Il s’agit de la loi n°2006/015 du 29 décembre 2006 modifiée par celle n°2001/027 portant organisation judiciaire et du code de procédure pénale camerounais adopté en 2006… c’est une procédure qui est ouverte à toute personne qui estime que son arrestation ou sa détention est illégale ou qu’elle a été faite en violation de certaines formalités prescrites par la loi. Cette procédure est également ouverte à toute personne relaxée ou acquittée par le juge pénal mais qui reste gardée en détention pour les mêmes faits.

Concrètement, comment se déroule cette procédure ?

La requête est formulée soit par la personne arrêtée ou détenue, soit par son mandataire. Elle est adressée au président du Tribunal de grande instance (TGI), lequel saisi, transmet un exemplaire du dossier au parquet pour les réquisitions. Ensuite, le juge statue, après les observations du requérant et du parquet. Et s’il estime que la requête est fondée, il ordonne la libération immédiate du requérant.

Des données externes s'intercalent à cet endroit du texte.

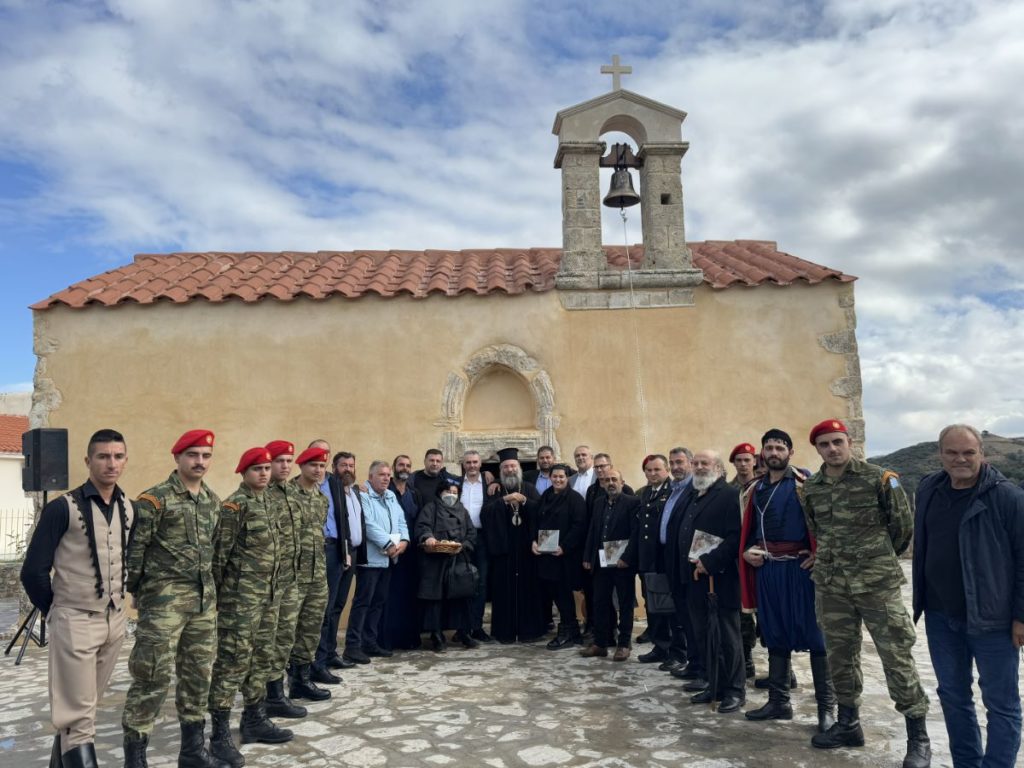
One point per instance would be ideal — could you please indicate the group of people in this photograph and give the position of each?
(239, 595)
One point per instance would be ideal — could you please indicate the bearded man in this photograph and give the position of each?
(711, 509)
(506, 524)
(775, 579)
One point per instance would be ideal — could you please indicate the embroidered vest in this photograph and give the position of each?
(80, 582)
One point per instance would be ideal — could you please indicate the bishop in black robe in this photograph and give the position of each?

Sa décision est susceptible d’appel dans les 5 jours qui suivent. Et la juridiction compétente en appel est tout aussi le résident de la Cour d’appel ou tout magistrat délégué par lui. Cette procédure est décrite à l’article 18 alinéa 2 de la loi n°2006/015 du 29 décembre 2006 modifiée par celle n°2001/027 portant organisation judiciaire et aux articles 584 et suivants du code de procédure pénale.

Dans le cadre de cette procédure, les audiences sont-elles publiques ou à huis-clos ?

Pour répondre à cette question, il faut faire le distinguo entre la juridiction du Tribunal et celle de son président. Dans le premier cas, le tribunal saisi et statue dans la salle dite d’audience publique. Dans le second, le président statue dans son cabinet. S’agissant de la procédure d’Habeas corpus, la juridiction compétente est le président du TGI qui statue dans son cabinet, en chambre de conseil. Ce qui veut dire dans la pratique que chaque requérant entre à son tour chez le juge.

L’actualité révèle des cas de traitement de ces procédures où les requérants dénoncent l’absence du public à l’audience, qu’en est-il exactement ?

Ne participent au procès que le requérant, son ou ses conseils et les membres de la juridiction. Peut-être souhaitez-vous savoir si l’audience est publique ou à huis-clos. L’audience se passe au cabinet du juge, en chambre de conseil. Elle n’est publique que pour les acteurs que je viens de désigner. Il en est ainsi en instance et en appel. Ce n’est donc pas une audience ouverte au public. Et le fait pour elle de se tenir en chambre de conseil ne veut pas dire qu’il s’agit d’un huis-clos.

Est-il permis de juger un accusé dans ces conditions ?

L’audience de l’Habeas Corpus n’est pas celle où l’accusé est jugé. C’est une audience qui n’a vocation à ne statuer que sur l’arrestation ou la détention, illégale ou non, de l’accusé.

Pourquoi ne peut-on juger des cas d’Habeas Corpus en audience publique ?

La loi est ainsi faite. Il faut la respecter. Et son application ne doit pas varier en fonction des requérants ou des dossiers. Les procédures d’Habeas corpus sont jugées par les présidents des juridictions, et s’agissant de cette matière, les juges ont toujours statué en leur cabinet, en chambre de conseil, et non en salle d’audience publique.